Fighting compulsions on a Sabbath is no fun. The urge to accomplish something returns every hour. Something powerful in me believes I must always get to work, be productive, maybe even find another way to grow our income as we prepare for eventual retirement. That compulsive force does not remember, or care, that this is a Sabbath. It even pushes me to do little things, like sweeping away more spider webs from the old gazebo at the end of our pier – instead of remaining in awe and stillness, or clipping more vines from our property next door – instead of feeling the breeze and hearing it sing through the treetops.
My compulsions would even settle for turning on the television to watch more hurricane images, so I can “keep up with the latest news,” instead of simply holding all beings in my prayerful heart, especially those in harm’s way.
Here’s the thing: my compulsions do not believe in God. They believe in me and my ultimate power to “do something” about things, to “make things better,” to “fix problems.” My compulsions think there is no one here but me. So they keep calling me to action – which seems more like activity just for the sake of doing something. They say, “Don’t just sit there, do something, anything!”

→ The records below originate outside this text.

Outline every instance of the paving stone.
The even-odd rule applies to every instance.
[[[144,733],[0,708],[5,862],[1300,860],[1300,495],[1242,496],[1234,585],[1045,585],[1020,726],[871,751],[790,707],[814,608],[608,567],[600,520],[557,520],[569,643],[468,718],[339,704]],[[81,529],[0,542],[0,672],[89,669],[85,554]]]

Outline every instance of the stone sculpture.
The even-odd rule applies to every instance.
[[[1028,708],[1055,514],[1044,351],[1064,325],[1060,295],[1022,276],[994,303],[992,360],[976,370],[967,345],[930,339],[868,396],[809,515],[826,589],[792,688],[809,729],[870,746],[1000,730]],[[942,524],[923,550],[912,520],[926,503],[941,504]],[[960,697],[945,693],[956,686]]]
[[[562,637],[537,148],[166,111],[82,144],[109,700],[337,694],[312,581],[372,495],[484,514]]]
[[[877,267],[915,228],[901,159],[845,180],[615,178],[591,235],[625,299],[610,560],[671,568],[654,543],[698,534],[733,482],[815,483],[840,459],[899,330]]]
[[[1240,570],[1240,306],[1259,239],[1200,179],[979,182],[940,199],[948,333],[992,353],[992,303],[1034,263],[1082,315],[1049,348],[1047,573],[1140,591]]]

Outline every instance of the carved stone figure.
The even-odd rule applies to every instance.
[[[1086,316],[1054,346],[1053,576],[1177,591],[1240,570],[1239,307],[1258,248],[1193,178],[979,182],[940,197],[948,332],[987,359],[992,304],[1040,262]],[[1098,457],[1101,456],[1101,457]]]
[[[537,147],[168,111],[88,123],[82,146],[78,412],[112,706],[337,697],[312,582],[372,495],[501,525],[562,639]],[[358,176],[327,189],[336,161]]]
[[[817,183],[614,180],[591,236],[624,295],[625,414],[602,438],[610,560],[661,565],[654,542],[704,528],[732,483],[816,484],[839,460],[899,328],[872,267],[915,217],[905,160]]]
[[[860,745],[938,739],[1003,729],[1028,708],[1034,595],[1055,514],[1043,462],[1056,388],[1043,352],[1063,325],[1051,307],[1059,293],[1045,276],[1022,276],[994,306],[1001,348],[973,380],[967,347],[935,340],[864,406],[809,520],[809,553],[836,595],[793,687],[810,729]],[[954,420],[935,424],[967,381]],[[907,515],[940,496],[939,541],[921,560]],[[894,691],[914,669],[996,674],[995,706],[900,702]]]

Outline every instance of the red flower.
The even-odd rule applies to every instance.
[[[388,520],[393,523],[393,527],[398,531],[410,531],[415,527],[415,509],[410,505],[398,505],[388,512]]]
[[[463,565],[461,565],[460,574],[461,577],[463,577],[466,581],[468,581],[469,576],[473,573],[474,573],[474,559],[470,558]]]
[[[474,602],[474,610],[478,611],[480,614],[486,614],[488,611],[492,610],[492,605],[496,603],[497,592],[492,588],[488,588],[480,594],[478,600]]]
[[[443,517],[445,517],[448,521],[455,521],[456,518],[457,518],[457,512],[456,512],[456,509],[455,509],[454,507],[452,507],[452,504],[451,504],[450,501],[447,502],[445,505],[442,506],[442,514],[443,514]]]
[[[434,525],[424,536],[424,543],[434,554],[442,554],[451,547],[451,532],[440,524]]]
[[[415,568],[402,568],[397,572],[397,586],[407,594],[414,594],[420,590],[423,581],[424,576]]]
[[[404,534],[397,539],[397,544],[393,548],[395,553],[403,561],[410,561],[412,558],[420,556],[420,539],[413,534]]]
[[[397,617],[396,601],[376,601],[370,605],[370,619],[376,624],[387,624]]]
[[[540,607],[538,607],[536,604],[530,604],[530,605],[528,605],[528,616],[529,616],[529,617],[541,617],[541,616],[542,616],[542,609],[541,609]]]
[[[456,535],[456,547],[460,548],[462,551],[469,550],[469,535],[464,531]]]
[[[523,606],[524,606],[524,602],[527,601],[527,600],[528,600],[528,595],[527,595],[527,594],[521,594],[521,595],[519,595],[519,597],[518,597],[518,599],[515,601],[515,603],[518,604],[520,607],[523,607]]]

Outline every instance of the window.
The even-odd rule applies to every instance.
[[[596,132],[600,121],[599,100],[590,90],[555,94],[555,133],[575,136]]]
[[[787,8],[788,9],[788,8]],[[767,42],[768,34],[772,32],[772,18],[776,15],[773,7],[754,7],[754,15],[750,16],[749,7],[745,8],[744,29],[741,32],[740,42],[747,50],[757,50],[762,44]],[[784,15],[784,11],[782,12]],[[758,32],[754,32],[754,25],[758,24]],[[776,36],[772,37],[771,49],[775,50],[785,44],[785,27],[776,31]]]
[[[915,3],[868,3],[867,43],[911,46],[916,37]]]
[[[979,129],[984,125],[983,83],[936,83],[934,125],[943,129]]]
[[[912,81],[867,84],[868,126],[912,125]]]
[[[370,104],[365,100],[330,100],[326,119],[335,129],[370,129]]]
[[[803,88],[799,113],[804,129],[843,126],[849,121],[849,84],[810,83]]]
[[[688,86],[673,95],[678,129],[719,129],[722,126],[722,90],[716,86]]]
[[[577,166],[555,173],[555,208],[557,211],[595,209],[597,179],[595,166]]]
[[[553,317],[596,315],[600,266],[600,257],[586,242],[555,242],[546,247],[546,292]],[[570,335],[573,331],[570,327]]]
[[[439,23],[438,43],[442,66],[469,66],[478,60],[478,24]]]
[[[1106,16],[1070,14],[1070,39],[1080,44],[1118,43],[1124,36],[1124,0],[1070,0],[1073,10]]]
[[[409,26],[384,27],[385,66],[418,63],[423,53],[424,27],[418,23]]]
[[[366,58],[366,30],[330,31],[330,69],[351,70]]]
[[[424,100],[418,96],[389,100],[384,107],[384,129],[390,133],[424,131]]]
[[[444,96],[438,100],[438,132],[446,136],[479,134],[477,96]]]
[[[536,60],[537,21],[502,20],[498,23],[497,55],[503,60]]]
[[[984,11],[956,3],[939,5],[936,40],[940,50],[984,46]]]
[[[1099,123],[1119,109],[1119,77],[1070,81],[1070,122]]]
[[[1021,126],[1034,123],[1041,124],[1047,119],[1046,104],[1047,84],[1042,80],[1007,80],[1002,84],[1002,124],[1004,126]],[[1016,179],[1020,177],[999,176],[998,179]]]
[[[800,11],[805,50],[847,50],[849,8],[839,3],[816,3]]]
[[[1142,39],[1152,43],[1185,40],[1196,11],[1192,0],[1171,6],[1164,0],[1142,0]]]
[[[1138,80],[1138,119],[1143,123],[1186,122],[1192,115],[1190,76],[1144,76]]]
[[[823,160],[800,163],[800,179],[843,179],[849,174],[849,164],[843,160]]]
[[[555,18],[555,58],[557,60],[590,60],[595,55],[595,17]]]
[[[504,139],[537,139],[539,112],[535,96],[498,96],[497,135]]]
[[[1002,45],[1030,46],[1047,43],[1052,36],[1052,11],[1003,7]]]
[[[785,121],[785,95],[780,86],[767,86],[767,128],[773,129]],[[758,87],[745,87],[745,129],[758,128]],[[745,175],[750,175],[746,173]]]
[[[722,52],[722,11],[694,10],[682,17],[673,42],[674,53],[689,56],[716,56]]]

But I already do things six, or sometimes seven, days a week. I already act, and produce, and accomplish. I want to introduce my compulsions to the concept of another way – a day for Sabbath. I want them to ease up a bit so we can practice turning the universe back over to the Creator, who is not me, for at least a little while. I want to know in my bones that Someone spent billions of years imagining and making the cosmos, without my help. And I want to live like someone who aligns my life with that Creator Spirit, not like someone trying to be the Creator.
Twenty years of daily contemplative practice have not freed me of my compulsions. One starts to wonder if they will ever go away. If they will not, if they are my partners forever, maybe I can help them release their control over me by telling them a short story again and again.
The old-timer from AA responded to the newcomer’s question: “What does AA believe about God?” The Old-timer kept it simple. He said, “We believe two things about God: there is one, and you’re not it!”
So, dear compulsions, whether you know this or not: “There is a God and you’re not it.” And that means I can ease up a little longer on this Sabbath day, and turn the universe over to that God, (at least until sundown). And that includes the meeting I will attend later, where people are gathering in a house to consider how to serve the world through that house.
Maybe I will stroll into that gathering with no agenda, no plan for what “should” happen, and with an open heart, a heart of compassion for a hurting world, and a confident hope that God, not me, can guide the group into wise action when the time is right. Maybe I will keep my Sabbath frame of mind as people share their ideas, and treat the whole experience as another act of worship. My job? Stand in awe, just like I did this morning in cypress swamp worship.